A Pattern Language for Smalltalk & Relational Databases


By: K. Brown, B. Whitenack
Published in: Object Magazine, Sept. 1996
Pages: 51-55

When and how to define a database schema to support an object model. The identity of the objects, their relationships, and their state must be preserved in the tables of a relational database; a continuation of Crossing Chasms: A Pattern Language for Object-RDBMS Integration###Crossing Chasms

Category: Architectural, Database

Summary: When and how to define a database schema to support an object model. The identity of the objects, their relationships, and their state must be preserved in the tables of a relational database, a continuation of [Brown+96b]

Pattern: Four-Layer Architecture

Pages: 53

What is the appropriate structure for classes in a Smalltalk client-server system? Use a four-layer architecture: View, Application Model, Domain Model, and Supporting Infrastructure. Determine interfaces between layers in advance and keep communication paths well defined.

Category: Architectural, Client-Server

Pattern: Table Design Time

Pages: 53

Design a relational database schema after a first-pass object model done with a behavioral modeling technique. It may be prudent to wait until after an architectural prototype has been built. Doing things in reverse order often leads to a poorly factored OO design with separate function and data objects.

Category: Database

Pattern: Representing Objects as Tables

Pages: 53

To map objects into a relational database, start with a table for each persistent object. Determine the type of each instance variable and create a column in the table. If the instance variable contains a collection,

Category: Database

Pattern: Object Identifier

Pages: 53

To preserve an object's identity in a relational database, assign an object identifier to each persistent object, typically a long integer guaranteed to be unique for a class of objects.

Category: Database

Pattern: Representing Object Relationships

Pages: 53

To represent object relationships in a relational database, one-to-one mappings become Foreign Key References. One-to-many mappings can use a relationship table. Many-to-many relationships become relationship tables.

Category: Database

Pattern: Representing Collections

Pages: 53

To represent Smalltalk collections in a relational database, create a relationship table for each collection. A relationship table maps the primary keys of the containing objects to the primary keys of the contained objects. The relationship table may store other information as well.

Category: Database

Pattern: Foreign Key References

Pages: 53

To represent objects in a relational database that reference other objects that are not base datatypes, assign each object a unique identifier. Add a column for each instance variable that is not a base datatype or a collection. Store the identifier of the referenced object in the column. Declare the column a foreign key.

Category: Database

Pattern: Broker

Pages: 54

To separate the domain-specific parts of an application from the database-specific parts, connect the database-specific classes and the domain-specific classes with an intermediate layer of broker objects.

Category: Database

Pattern: Object Metadata

Pages: 54

To define the mapping between the elements of an object class and the corresponding parts of a relational scheme, reify the mapping into a set of map classes that map object relationships into relational equivalents. Map classes also map column names to instance variable selectors in domain objects.

Category: Database

Pattern: Query Object

Pages: 54

To handle the generation and execution of common SQL statements and minimize the amount of duplicated code between broker classes, define a set of generic classes that generate SQL statements from common data. A hierarchy of classes representing SQL statements can generate the appropriate SQL given a domain object and its map object metadata representation.

Category: Database

Pattern: Client Synchronization

Pages: 54-55

To handle client image and database synchronization when there are errors, mark objects as "deleted," "added," or "updated" during the session. If the database update succeeds, then remove the mark. If it fails, retry the transaction. If it continually fails, note the error and flush the cache. When changed objects are marked, you can return to the original state by storing changed objects locally and performing recovery later.

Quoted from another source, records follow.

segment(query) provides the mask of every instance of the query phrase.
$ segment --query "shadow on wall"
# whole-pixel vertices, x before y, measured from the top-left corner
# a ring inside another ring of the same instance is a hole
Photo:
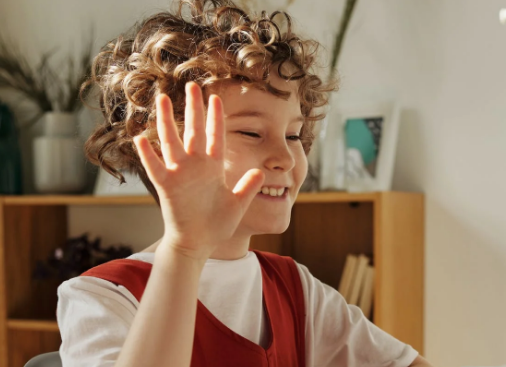
[[[425,257],[431,259],[425,265],[428,357],[450,367],[504,364],[506,248],[473,230],[476,223],[469,223],[466,213],[430,195],[426,208]],[[487,302],[490,294],[497,294],[496,302]]]
[[[425,192],[427,139],[422,119],[412,108],[402,108],[393,176],[393,190]]]

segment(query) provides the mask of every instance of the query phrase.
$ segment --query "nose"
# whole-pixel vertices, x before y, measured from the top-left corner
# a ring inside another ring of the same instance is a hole
[[[264,166],[267,169],[289,172],[295,166],[295,158],[286,139],[270,141],[264,149]]]

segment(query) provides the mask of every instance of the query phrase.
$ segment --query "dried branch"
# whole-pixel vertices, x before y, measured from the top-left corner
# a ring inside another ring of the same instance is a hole
[[[91,73],[92,40],[93,36],[77,62],[68,56],[67,75],[61,77],[61,73],[49,65],[54,50],[44,53],[38,65],[33,67],[16,47],[0,37],[0,89],[19,92],[37,106],[39,114],[78,112],[82,108],[79,90]]]

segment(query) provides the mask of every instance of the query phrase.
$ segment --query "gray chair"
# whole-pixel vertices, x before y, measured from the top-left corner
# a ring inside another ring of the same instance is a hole
[[[59,352],[39,354],[30,359],[25,367],[62,367]]]

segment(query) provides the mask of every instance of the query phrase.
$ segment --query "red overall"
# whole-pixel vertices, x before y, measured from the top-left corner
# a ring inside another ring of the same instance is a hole
[[[297,266],[290,257],[253,251],[262,268],[269,346],[264,349],[235,333],[197,300],[191,367],[305,366],[305,307]],[[82,275],[123,285],[140,301],[151,268],[143,261],[121,259]]]

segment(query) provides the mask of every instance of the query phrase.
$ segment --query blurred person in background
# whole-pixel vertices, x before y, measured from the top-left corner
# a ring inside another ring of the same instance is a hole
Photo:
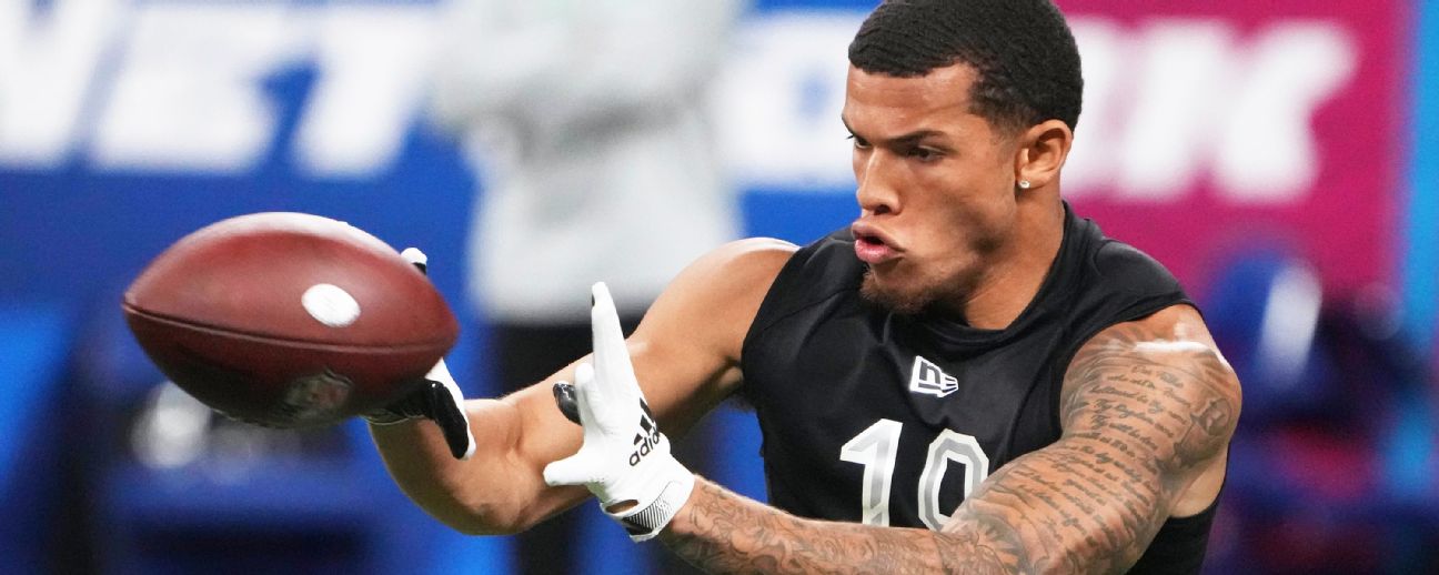
[[[456,0],[432,115],[479,180],[469,293],[499,391],[590,349],[596,277],[626,329],[691,260],[737,236],[708,86],[744,0]],[[571,572],[577,516],[519,536],[525,572]]]

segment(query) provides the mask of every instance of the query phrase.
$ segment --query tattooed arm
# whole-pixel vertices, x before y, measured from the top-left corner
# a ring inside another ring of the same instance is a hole
[[[1086,342],[1059,441],[997,470],[943,532],[800,519],[698,480],[661,538],[709,572],[1122,572],[1217,496],[1239,402],[1199,313],[1174,306]]]

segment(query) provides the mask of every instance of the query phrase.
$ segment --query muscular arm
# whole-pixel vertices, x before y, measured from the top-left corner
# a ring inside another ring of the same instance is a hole
[[[627,346],[661,424],[684,431],[738,384],[744,334],[793,246],[744,240],[701,257],[650,306]],[[577,293],[584,298],[584,293]],[[578,426],[554,407],[550,385],[574,364],[501,400],[466,404],[475,456],[450,457],[430,421],[371,426],[386,467],[430,515],[468,533],[514,533],[589,496],[548,487],[543,470],[573,454]]]
[[[943,532],[799,519],[699,482],[662,540],[711,572],[1122,572],[1217,494],[1239,401],[1176,306],[1081,348],[1061,440],[990,476]]]

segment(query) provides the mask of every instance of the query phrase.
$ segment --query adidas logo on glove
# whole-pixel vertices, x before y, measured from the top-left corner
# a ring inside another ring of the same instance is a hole
[[[659,446],[659,426],[655,424],[655,414],[649,411],[649,404],[639,400],[639,428],[635,434],[635,453],[630,453],[630,467],[635,467]]]

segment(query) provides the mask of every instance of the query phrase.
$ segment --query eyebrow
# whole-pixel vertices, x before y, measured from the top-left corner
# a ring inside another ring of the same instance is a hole
[[[855,128],[849,126],[849,121],[845,119],[843,114],[840,114],[839,122],[845,125],[845,129],[849,131],[849,135],[855,135],[855,137],[859,135],[859,134],[855,134]],[[935,135],[944,135],[944,132],[941,132],[938,129],[915,129],[912,132],[902,134],[902,135],[898,135],[898,137],[894,137],[894,138],[885,138],[885,139],[881,141],[881,144],[885,144],[885,145],[914,145],[914,144],[918,144],[924,138],[935,137]],[[873,142],[873,141],[871,141],[871,142]]]

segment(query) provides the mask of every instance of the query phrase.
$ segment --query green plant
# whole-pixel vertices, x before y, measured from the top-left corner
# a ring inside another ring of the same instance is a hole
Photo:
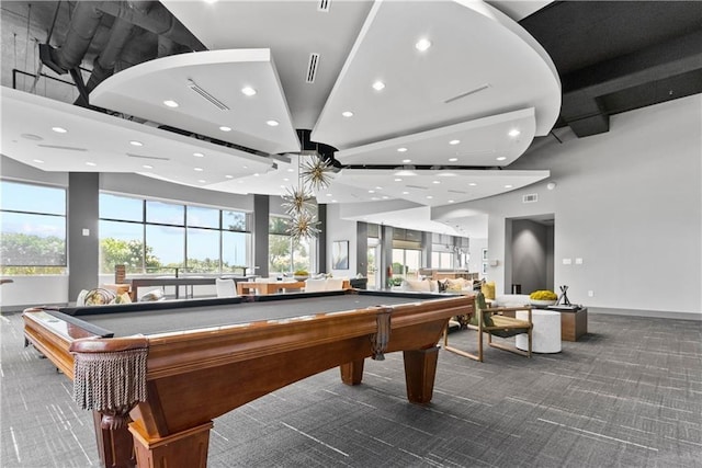
[[[558,296],[556,296],[556,293],[553,290],[540,289],[530,294],[529,298],[534,300],[556,300],[558,299]]]

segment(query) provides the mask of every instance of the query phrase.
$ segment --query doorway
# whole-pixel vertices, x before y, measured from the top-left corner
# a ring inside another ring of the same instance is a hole
[[[553,214],[506,219],[506,293],[554,290]],[[511,278],[511,281],[509,281]]]

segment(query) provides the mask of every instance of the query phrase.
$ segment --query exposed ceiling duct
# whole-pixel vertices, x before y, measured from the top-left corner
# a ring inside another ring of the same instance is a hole
[[[79,67],[104,14],[114,18],[110,37],[93,60],[88,83],[83,84]],[[129,47],[137,28],[158,36],[156,56],[139,54],[138,62],[180,52],[205,49],[205,46],[158,1],[79,1],[73,8],[64,44],[57,48],[49,44],[39,44],[39,58],[58,75],[71,73],[80,92],[76,103],[87,106],[90,91],[115,72],[117,60],[123,56],[125,48]]]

Category: Client-Server, Database, Transaction Processing

Pattern: Cache Management

Pages: 55

To manage the lifetime of persistent objects in a relational database, use a session object that has a bounded lifetime and is responsible for identity cache management of a limited set of objects. Balance speed versus space by flushing the cache as appropriate. Use a query-before-write (timestamp) technique to keep caches accurate.